Preconditions are a great example of where it is okay to return early at the start of the function. Why should the readability of the rest of the function be affected by the presence of a precondition check?
As for the negatives about returning multiple times from a method - debuggers are pretty powerful now, and it's very easy to find out exactly where and when a particular function is returning.
Having multiple returns in a function is not going to affect the maintainance programmer's job.
Poor code readability will.

As others have mentioned, there shouldn't be a performance hit, but there are other considerations. Aside from those valid concerns, this also can open you up to gotchas in some circumstances. Suppose you were dealing with a double instead:
public void myfunction(double exampleParam){
if(exampleParam > 0){
//Body will *not* be executed if Double.IsNan(exampleParam)
}
}
Contrast that with the seemingly equivalent inversion:
public void myfunction(double exampleParam){
if(exampleParam <= 0)
return;
//Body *will* be executed if Double.IsNan(exampleParam)
}
So in certain circumstances what appears to be a a correctly inverted if might not be.

The idea of only returning at the end of a function came back from the days before languages had support for exceptions. It enabled programs to rely on being able to put clean-up code at the end of a method, and then being sure it would be called and some other programmer wouldn't hide a return in the method that caused the cleanup code to be skipped. Skipped cleanup code could result in a memory or resource leak.
However, in a language that supports exceptions, it provides no such guarantees. In a language that supports exceptions, the execution of any statement or expression can cause a control flow that causes the method to end. This means clean-up must be done through using the finally or using keywords.
Anyway, I'm saying I think a lot of people quote the 'only return at the end of a method' guideline without understanding why it was ever a good thing to do, and that reducing nesting to improve readability is probably a better aim.

I'd like to add that there is name for those inverted if's - Guard Clause. I use it whenever I can.
I hate reading code where there is if at the beginning, two screens of code and no else. Just invert if and return. That way nobody will waste time scrolling.
http://c2.com/cgi/wiki?GuardClause

It doesn't only affect aesthetics, but it also prevents code nesting.
It can actually function as a precondition to ensure that your data is valid as well.

This is of course subjective, but I think it strongly improves on two points:
It is now immediately obvious that your function has nothing left to do if condition holds.
It keeps the nesting level down. Nesting hurts readability more than you'd think.

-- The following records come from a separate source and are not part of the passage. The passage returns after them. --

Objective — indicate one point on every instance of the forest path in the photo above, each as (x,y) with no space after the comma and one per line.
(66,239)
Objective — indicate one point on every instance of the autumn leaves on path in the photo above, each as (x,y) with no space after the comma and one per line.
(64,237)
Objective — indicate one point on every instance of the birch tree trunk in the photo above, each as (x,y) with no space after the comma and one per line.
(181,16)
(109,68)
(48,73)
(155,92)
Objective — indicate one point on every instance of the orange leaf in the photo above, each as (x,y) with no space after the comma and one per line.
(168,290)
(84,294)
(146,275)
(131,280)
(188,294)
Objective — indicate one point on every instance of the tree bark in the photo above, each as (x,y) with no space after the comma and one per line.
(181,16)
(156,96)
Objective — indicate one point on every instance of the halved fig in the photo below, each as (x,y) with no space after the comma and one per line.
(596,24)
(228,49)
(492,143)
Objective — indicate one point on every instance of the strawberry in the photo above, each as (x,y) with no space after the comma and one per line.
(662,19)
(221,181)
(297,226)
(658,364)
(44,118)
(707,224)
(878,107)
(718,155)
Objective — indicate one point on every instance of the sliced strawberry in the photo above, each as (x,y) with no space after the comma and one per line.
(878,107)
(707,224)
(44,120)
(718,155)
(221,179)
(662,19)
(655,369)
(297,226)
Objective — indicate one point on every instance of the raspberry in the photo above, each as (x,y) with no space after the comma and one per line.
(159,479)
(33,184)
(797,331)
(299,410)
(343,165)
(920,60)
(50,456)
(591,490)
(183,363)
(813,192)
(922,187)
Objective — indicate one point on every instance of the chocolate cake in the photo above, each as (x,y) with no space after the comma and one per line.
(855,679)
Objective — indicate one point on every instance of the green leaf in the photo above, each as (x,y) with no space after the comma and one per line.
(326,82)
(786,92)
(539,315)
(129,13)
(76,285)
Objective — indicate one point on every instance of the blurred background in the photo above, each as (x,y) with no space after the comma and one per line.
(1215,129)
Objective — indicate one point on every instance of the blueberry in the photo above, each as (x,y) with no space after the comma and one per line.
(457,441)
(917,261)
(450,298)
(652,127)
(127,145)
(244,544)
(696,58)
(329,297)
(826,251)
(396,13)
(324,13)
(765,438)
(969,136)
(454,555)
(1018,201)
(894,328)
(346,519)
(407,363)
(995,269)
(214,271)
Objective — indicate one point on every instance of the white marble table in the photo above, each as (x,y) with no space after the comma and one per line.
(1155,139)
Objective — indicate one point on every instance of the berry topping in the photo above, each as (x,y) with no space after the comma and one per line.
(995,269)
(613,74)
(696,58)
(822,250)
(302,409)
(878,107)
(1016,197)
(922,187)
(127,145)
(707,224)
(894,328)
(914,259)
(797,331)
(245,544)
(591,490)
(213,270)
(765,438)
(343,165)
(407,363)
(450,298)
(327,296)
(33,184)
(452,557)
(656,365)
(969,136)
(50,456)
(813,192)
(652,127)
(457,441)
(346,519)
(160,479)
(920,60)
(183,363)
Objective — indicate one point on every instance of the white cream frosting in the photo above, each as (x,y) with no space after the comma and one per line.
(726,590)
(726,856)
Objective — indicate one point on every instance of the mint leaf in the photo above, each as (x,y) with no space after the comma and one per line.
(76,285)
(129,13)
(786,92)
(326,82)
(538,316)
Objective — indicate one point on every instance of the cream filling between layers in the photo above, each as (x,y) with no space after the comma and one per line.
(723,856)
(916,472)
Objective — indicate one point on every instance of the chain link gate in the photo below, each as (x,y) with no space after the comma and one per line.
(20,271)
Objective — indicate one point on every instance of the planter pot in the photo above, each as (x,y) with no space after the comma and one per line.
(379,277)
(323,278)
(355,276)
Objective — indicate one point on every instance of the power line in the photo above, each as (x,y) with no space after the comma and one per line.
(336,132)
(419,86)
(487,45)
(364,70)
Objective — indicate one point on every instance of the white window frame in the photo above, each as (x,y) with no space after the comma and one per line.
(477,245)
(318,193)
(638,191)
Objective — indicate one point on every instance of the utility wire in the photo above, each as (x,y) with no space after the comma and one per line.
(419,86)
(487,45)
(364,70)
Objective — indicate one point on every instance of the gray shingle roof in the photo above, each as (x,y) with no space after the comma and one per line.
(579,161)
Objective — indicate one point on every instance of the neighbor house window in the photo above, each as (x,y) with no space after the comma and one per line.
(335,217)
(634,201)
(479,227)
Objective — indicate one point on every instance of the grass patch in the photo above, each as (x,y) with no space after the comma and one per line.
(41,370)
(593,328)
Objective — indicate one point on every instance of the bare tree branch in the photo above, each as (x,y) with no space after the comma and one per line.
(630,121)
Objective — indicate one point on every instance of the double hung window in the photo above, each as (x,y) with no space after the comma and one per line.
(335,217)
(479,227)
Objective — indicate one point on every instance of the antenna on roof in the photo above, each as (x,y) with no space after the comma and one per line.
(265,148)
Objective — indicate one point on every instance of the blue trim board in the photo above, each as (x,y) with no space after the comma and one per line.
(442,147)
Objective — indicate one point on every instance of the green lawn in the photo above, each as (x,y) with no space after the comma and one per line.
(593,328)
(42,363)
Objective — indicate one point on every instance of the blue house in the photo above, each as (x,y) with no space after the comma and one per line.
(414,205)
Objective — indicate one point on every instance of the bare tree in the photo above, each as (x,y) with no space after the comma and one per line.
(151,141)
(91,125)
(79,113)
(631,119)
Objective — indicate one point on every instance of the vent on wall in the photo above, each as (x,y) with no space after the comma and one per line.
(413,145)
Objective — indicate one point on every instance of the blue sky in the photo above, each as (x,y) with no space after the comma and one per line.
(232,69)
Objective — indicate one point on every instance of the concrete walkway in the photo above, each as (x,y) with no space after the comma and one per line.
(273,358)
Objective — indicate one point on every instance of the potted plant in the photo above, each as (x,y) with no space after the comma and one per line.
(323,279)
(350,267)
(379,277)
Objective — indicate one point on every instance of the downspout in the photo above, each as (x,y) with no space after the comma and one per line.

Multiple return points were a problem in C (and to a lesser extent C++) because they forced you to duplicate clean-up code before each of the return points. With garbage collection, the try | finally construct and using blocks, there's really no reason why you should be afraid of them.
Ultimately it comes down to what you and your colleagues find easier to read.

Guard clauses or pre-conditions (as you can probably see) check to see if a certain condition is met and then breaks the flow of the program. They're great for places where you're really only interested in one outcome of an if statement. So rather than say:
if (something) {
// a lot of indented code
}
You reverse the condition and break if that reversed condition is fulfilled
if (!something) return false; // or another value to show your other code the function did not execute
// all the code from before, save a lot of tabs
return is nowhere near as dirty as goto. It allows you to pass a value to show the rest of your code that the function couldn't run.
You'll see the best examples of where this can be applied in nested conditions:
if (something) {
do-something();
if (something-else) {
do-another-thing();
} else {
do-something-else();
}
}
vs:
if (!something) return;
do-something();
if (!something-else) return do-something-else();
do-another-thing();
You'll find few people arguing the first is cleaner but of course, it's completely subjective. Some programmers like to know what conditions something is operating under by indentation, while I'd much rather keep method flow linear.
I won't suggest for one moment that precons will change your life or get you laid but you might find your code just that little bit easier to read.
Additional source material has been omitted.